Affected communities are encouraged to harvest live locusts and receive immediate payment through a mobile platform.
“We are empowering the individual to contribute to a solution which we think is very powerful,” founder Laura Stanford tells Euronews Living.
“We see this as a complementary approach to fill the gaps where FAO [the UN’s Food and Agriculture Organization] is unable to spray due to small swarm size, settlement areas and areas of intensive crop farming.”
Financed by the Danida Emergency Fund, the company hopes that this alternative response will prevent future plagues from ravaging Kenya.
How are locusts and climate change related?
Locusts are invertebrate insects around the size of a paperclip.
Plagues of the invertebrates have devastated societies since the Pharaohs led ancient Egypt, and they still wreak havoc today.
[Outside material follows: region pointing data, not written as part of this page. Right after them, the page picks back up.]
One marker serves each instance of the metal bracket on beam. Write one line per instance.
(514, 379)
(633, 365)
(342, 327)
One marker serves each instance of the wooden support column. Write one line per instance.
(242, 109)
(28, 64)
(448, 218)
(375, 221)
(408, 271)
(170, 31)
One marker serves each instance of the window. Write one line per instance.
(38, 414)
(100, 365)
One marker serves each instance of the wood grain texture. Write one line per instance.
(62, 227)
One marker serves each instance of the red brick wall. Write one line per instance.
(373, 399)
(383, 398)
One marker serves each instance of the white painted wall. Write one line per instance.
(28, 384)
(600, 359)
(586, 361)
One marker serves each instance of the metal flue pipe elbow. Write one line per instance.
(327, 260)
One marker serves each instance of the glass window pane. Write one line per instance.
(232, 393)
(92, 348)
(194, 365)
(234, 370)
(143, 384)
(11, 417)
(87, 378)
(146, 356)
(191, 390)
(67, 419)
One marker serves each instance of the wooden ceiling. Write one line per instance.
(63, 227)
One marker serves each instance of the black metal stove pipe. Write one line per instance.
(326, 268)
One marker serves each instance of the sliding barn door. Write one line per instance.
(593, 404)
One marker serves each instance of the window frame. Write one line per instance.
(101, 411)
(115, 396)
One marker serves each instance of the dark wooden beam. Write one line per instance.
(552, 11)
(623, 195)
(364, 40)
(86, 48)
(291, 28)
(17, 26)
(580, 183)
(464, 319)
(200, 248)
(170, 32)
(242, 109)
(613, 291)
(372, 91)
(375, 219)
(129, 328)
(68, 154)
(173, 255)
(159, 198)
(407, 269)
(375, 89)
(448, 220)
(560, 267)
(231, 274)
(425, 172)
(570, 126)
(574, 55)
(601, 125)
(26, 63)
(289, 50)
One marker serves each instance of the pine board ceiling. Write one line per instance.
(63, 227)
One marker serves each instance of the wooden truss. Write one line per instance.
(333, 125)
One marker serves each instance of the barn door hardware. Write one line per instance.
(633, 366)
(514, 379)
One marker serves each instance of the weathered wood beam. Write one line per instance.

But desert locusts are particularly threatening and affect the economic livelihood of a tenth of the planet’s population.
They are described as gregarious and are known to rapidly reproduce. What’s more, they can cover vast distances - some species may travel 130 kilometres or more a day, according to National Geographic.
A swarm the size of Paris can eat the same amount of food in one day as half the population of France.
Locust plagues and climate change are intrinsically linked because of the conditions they thrive in.
During dry spells, the animals are forced together in patchy areas of land where the remaining vegetation lies. This means they become more sociable and reproduce quicker.
Some experts worry that these plagues will worsen still in a warming world. It is estimated that the onset of locusts has been caused by rising sea temperatures and recent heavy rains and unusual storm activity in the East African region.
These impacts are linked to the ‘Indian Ocean Dipole’, a climate system in the Indian Ocean that affects weather from East Africa to Western Australia.
Preventing plagues in African countries particularly is difficult, due to the remoteness of the landscape. But scientists are looking at past weather patterns and historical records to identify areas where swarms might occur, and then spraying those areas with chemicals.